On Feb 18, 2011, at 18:20, cricket wrote:

> On Fri, Feb 18, 2011 at 4:05 PM, Ryan Schmidt wrote:
>> 
> 
>> On Feb 18, 2011, at 06:10, Djonatan Buss wrote:
>> 
>>> I have been having the help of a friend that works with a cake but I 
>>> couldn't find the right way to see the SQL generated by cake.
>>> 
>>> In order to learn it better and understand how it makes SQL and why theres 
>>> some troubles sometimes.
>>> 
>>> So I would like to know how do I check every INSERT, UPDATE and SELECTs 
>>> that cake does.
>>> which method do I have to use, where it should be placed and thing like that
>>> 
>>> I'm using the cake default layout in order to check the SELECTS but I would 
>>> like to see the other as well...
>> 
>> The default CakePHP SQL debugging will only show you the queries that 
>> happened on this request.
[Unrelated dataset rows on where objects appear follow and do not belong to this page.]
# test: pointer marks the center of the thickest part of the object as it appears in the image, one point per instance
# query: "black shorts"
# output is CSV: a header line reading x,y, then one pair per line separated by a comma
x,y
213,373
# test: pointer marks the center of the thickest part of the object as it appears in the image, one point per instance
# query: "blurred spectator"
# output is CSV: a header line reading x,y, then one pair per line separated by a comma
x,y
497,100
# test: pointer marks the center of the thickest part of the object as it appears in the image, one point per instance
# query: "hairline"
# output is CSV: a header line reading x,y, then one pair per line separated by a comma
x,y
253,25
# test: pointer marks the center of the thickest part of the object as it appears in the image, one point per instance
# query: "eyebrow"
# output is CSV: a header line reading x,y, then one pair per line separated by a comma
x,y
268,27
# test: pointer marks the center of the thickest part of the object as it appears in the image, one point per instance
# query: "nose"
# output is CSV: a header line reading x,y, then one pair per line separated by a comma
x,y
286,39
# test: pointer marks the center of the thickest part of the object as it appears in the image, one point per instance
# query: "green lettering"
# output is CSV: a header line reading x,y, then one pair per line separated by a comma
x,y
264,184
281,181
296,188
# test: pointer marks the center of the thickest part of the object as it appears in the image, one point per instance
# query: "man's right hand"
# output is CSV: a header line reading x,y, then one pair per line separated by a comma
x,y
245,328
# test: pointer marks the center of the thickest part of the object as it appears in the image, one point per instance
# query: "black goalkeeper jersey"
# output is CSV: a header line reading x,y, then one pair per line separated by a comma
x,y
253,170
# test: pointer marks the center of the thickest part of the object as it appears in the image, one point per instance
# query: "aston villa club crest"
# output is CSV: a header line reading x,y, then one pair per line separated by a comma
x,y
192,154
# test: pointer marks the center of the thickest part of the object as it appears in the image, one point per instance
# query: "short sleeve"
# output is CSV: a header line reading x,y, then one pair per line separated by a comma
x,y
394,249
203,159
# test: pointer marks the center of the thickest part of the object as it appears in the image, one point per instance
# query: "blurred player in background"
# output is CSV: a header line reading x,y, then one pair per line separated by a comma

I too wanted to be able to see queries that 
>> happened on other previous related requests -- for example, if you submit a 
>> form that adds, edits, updates or deletes, then it will do those things, and 
>> then redirect to another page which then displays the new data; CakePHP's 
>> default only shows the queries to select the new data and not the queries to 
>> actually change the data.
>> 
>> One solution is to use the debugkit:
>> 
>> https://github.com/cakephp/debug_kit#readme
>> 
>> It adds a toolbar to your page where you can view the queries for each 
>> individual page. It also has other features that may be interesting to you.
> 
> You should check out the new Cake logging features:
> http://book.cakephp.org/view/1561/Migrating-from-CakePHP-1-2-to-1-3#!/view/1194/Logging
> 
> This is exactly something I've been meaning to look into, actually.
> I'm pretty sure, based on my own cursory examination, that this is
> what you should be looking at. I'd like to hear back from anyone who's
> already done something with this.

So you're suggesting the queries should be logged to a file? That's certainly 
an option, but I prefer being able to see them directly in the web page. The 
default CakePHP query display does this, but only for queries that happened on 
that request. To see queries that happened on previous related requests, the 
debugkit can be used, but I find it inconvenient to have to click a button in 
the bar at the top and than click through each separate request to see what 
happened, every time I want to see it.

In a previous non-CakePHP project I worked on, we showed all queries since the 
last request at the bottom of the page in a debug area. Queries were simply 
stored in the session, and cleared out of the session when displayed. This area 
could be shown or hidden, and this was remembered between pages too (using a 
flag in the session). This worked well for us. I have yet to investigate how to 
build this with CakePHP but it shouldn't be too hard to do, if I spend some 
time looking at how debugkit was written.